1. A method for preventing the binding of GDF-5 related proteins in solution to amorphous thermoplastic polymers, biodegradable materials or polyvinylpyrrolidon, comprising adding an amount of trehalose, dextran sulfate, carboxymethyldextran or carboxymethyldextran sulfate, sufficient to prevent said binding of said GDF-5 related proteins.

2. The method according to claim 1, wherein said trehalose, dextran sulfate, carboxymethyldextran or carboxymethyldextran sulfate has a final concentration of 0.001 to 5%.

3. The method according to claim 1, wherein said trehalose is in an amount sufficient to prevent binding of at least 75% of the GDF-5 related proteins to said amorphous thermoplastic polymers, biodegradable materials or polyvinylpyrrolidon.

4. The method according to claim 3, wherein said trehalose is present in an amount between 0.001 to 3%.

5. The method according to claim 1, wherein said amorphous thermoplastic polymers, biodegradable materials or polyvinylpyrrolidon is part of a medical device.

6. The method according to claim 5, wherein said amorphous thermoplastic polymers are selected from the group consisting of polysulfone-based plastics and polyetherimides.

7. The method according to claim 5, wherein said medical device comprises one or more synthetic or semi-synthetic structural elements for storage of said GDF-5 related proteins in solution and/or for delivery of said GDF-5 related proteins in solution to the tissue regeneration site.

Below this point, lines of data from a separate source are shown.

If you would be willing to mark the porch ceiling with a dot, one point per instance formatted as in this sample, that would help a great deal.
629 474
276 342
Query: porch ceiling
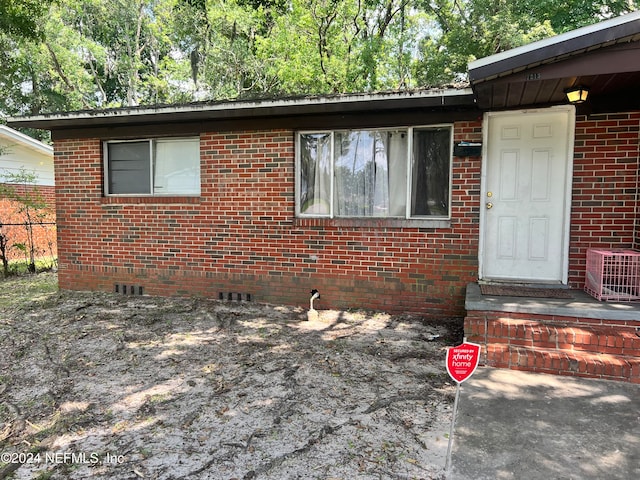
604 58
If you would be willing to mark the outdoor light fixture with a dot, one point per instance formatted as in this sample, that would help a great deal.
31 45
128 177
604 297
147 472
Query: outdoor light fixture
577 94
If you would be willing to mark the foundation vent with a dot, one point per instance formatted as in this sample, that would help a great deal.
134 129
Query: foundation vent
126 289
234 296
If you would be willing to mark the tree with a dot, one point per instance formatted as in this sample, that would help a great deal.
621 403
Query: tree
84 54
465 30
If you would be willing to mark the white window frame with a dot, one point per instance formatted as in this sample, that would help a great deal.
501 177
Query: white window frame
409 175
105 154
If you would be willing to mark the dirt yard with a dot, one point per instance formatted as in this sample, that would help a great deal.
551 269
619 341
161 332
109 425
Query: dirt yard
96 385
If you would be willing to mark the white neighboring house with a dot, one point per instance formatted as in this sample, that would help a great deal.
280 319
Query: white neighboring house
18 150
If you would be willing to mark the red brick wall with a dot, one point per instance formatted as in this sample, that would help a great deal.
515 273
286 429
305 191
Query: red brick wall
241 235
44 235
605 206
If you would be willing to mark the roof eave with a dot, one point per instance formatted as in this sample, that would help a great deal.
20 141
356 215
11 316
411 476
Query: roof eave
25 140
444 98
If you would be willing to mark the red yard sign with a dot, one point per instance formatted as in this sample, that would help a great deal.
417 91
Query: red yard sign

8. The method according to claim 7, wherein said synthetic or semi-synthetic structural elements are selected from the group consisting of a hollow fiber, a capillary, a tubing, a tank, a container, a mesh, a spongy element, and a membrane.

9. The method according to claim 1, wherein said GDF-5 related proteins are in an amount sufficient for improving the healing of wounds, for the induction of nerve growth or prevention of neuronal death, for the promotion of angiogenesis, for the induction of proliferation of progenitor cells and/or bone marrow cells; for maintenance of a state of proliferation or differentiation for treatment or preservation of tissue or cells for organ or tissue transplantation; for the treatment of degenerative disorders concerning the joints to skeletal elements and/or for meniscus and/or spinal/intervertebral disk repair.

10. The method according to claim 9, wherein said wounds are diabetic and other ulcers, burns, skin injuries and/or skin grafts.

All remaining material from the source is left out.